In such studies, the probability of at least one false positive result is near certain.
We will often be interested not just in the probability of one error, but in the expected total number of errors. The expected number of false positives is simply alpha multiplied by the number of tests:
For k=100 independent t-tests with alpha = 0.1, the expected number of false positives is
100 * 0.10 = 10 false positives.
Family-wise error rate
The probability that we will get at least one false positive result, P(at least one false positive result), is called the Family-wise error rate (FWER).
Protecting against false positive results
Many statistical methods have been developed to protect against making a false positive conclusion. We’ll examine the Bonferroni correction and Holm’s test. These and others are described in Glantz.
Bonferroni correction
Divide the target alpha (typically alpha(T)=0.05 or 0.01) by the number of tests being performed.
If the unadjusted p-value is less than the Bonferroni-corrected target alpha, then reject the null hypothesis.
If the unadjusted p-value is greater than the Bonferroni-corrected target alpha, then do not reject the null hypothesis.

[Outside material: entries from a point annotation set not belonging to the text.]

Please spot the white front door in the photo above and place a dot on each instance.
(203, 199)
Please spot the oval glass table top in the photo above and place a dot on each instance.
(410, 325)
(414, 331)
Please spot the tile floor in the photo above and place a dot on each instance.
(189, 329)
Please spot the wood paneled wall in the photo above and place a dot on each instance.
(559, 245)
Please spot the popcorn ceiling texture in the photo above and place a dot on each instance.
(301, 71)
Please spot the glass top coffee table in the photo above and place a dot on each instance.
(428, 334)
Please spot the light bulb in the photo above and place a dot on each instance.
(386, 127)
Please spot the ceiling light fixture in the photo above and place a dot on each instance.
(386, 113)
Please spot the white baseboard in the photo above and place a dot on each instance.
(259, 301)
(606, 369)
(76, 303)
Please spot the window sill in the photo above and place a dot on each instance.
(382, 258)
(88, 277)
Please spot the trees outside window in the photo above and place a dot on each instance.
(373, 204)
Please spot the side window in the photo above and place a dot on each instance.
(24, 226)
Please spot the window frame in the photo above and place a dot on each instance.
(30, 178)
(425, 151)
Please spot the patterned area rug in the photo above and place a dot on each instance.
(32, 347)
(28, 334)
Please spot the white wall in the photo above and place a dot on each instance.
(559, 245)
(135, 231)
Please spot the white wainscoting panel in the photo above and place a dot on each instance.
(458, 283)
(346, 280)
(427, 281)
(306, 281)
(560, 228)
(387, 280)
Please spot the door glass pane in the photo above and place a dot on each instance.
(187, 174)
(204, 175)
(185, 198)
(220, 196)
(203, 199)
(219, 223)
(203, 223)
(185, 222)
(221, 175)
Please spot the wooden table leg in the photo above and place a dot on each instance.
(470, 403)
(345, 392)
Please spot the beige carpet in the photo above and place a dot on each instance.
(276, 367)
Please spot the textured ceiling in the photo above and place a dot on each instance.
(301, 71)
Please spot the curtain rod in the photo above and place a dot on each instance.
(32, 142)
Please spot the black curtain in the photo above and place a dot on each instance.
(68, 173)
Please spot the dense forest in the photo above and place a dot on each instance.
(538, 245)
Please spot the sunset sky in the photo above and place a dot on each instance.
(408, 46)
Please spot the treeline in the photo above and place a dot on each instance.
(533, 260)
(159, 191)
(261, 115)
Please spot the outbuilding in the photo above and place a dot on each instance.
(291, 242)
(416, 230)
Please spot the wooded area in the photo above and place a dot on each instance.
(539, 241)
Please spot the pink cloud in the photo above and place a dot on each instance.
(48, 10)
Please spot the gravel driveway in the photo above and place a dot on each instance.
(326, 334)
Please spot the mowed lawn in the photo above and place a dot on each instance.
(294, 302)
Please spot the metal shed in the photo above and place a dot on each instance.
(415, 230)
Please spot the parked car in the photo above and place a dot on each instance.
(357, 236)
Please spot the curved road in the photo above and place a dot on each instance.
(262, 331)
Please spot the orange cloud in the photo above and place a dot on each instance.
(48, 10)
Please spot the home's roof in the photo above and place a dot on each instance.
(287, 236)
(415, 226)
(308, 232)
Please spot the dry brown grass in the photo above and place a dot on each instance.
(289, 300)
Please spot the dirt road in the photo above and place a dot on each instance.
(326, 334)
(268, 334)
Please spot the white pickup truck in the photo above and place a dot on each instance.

Example of Bonferroni correction.
Suppose we have k = 3 t-tests.
Assume target alpha(T)= 0.05.
Bonferroni corrected p-value is alpha(T)/k = 0.05/3 = 0.0167
Unadjusted p-values are
p1 = 0.001
p2 = 0.013
p3 = 0.074
p1 = 0.001 < 0.0167, so reject null
p2 = 0.013 < 0.0167, so reject null
p3 = 0.074 > 0.0167, so do not reject null
Bonferroni adjusted p-values.
An alternative, equivalent way to implement the Bonferroni correction is to multiply the unadjusted p-value by the number of hypotheses tested, k, up to a maximum Bonferroni adjusted p-value of 1. If the Bonferroni adjusted p-value is still less than the original alpha (say, 0.05), then reject the null.
Unadjusted p-values are
p1 = 0.001
p2 = 0.013
p3 = 0.074
Bonferroni adjusted p-values are
p1 = 0.001 * 3 = 0.003
p2 = 0.013 * 3 = 0.039
p3 = 0.074 * 3 = 0.222
The multiple comparison correction methods can provide adjusted p-values, though in general calculation of the adjusted p-value is more complicated than is the case for Bonferroni.
Holm’s test
For the Bonferroni correction, we apply the same critical value (alpha/k) to all the hypotheses simultaneously. It is called a “single-step” method.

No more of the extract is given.